I have no strong view either way on the controversy over whether or to what extent Scott Thomas Beuchamp’s dispatches for TNR were fabricated or embellished, but I think John Podhoretz is right that there’s nothing per se shady about his turning out to be Elle Reeve’s fiancĂ©e/husband/whatever. In fact, that’s exactly the sort of person I probably would have looked for if I were in Foer’s shoes. (I might not have chosen someone whose previous work reads like some emo teenybopper doing a bad Richard Brautigan impersonation, but that’s another story.)
Think about it this way. Normally, when you commission a series of articles from someone, you’ve got at least three natural ways of ensuring the veracity of what you get:
- The writer will—certainly by the time he’s publishing in a venue at TNR‘s level—have a professional track record that can be scrutinized, and corresponding professional credibility.
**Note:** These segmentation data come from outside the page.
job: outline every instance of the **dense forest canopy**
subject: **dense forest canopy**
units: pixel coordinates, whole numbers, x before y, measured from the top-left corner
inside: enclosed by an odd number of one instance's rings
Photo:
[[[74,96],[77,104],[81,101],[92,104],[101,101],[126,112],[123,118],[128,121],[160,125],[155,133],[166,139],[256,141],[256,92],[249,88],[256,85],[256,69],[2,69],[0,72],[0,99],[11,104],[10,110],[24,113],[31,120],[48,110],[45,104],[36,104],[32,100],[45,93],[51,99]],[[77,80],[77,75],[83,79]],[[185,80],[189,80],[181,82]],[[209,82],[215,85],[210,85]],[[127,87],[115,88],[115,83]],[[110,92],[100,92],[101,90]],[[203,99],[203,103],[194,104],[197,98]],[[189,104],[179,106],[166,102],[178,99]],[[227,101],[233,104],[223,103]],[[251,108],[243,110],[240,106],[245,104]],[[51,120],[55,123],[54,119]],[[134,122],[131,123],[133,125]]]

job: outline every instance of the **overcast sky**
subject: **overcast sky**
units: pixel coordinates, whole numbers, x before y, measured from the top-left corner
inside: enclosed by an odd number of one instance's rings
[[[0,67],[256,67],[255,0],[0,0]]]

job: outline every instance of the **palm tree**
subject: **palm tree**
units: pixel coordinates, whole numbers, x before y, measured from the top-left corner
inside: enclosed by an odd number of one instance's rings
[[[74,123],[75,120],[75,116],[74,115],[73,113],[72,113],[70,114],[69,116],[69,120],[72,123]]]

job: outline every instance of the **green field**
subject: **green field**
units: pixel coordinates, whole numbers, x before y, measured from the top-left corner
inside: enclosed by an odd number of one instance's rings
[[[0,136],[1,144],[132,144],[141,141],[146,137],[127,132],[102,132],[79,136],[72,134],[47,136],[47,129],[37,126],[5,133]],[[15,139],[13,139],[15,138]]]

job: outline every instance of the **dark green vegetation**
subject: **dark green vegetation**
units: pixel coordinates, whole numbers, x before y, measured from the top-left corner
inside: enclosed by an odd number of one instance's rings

- The writer’s byline will create accountability and an incentive to be truthful.
- The magazine can do its own fact-checking to confirm details reported.
Sure, journalistic fraud still happens, but the three in combination provide at least a reasonable guarantee. The problem is, if you want to do this sort of “soldier’s diary” feature, that model isn’t going to work nearly as well. The whole point, after all, is that you’re soliciting the perspective of a deployed soldier rather than a professional writer, so method one is out the window. And since anonymity would seem to be necessary to allow the correspondent to write freely, without fear of reprisal, two is gone as well. Method three remains to some extent, but especially if you’re attempting to preserve the correspondent’s anonymity, there’s going to be a lot of material that there’s no real way to check effectively. (And this is true for the general case even if it turns out that, in the instance, there were fishy elements of the stories that TNR could and should have checked but didn’t.)
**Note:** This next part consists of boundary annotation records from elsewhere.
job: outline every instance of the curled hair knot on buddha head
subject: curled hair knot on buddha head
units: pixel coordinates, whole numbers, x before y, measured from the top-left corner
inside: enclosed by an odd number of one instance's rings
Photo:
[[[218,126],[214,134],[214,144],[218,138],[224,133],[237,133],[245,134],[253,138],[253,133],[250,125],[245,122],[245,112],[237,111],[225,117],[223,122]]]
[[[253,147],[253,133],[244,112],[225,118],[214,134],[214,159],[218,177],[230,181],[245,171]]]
In short, you’ve got a situation where trust is especially important, but the ordinary professional assurance mechanisms by which it’s generated are absent. So what’s left? Personal trust. Meaning the person you want is going to have to be someone you or your colleagues actually know well, even intimately. Whether or not it yielded a reliable correspondent in this case, the approach makes perfect sense for this kind of feature.
1 response so far ↓
1 Barry // Aug 1, 2007 at 3:13 pm
It is hilarious for right-wingers to point this out, considering how incestuous the MSM pundit network is. Not just in terms of actual intermarriage, but also in people advocating a program, and then being used as objective commenters. Or people who have an extensive history on a subject saying whatever they want now, with no editor putting in some history. It’s especially strong with the war, where people who’ve spent the past four-five years making outstandingly wrong predictions still having their pulpits reserved for their latest predictions.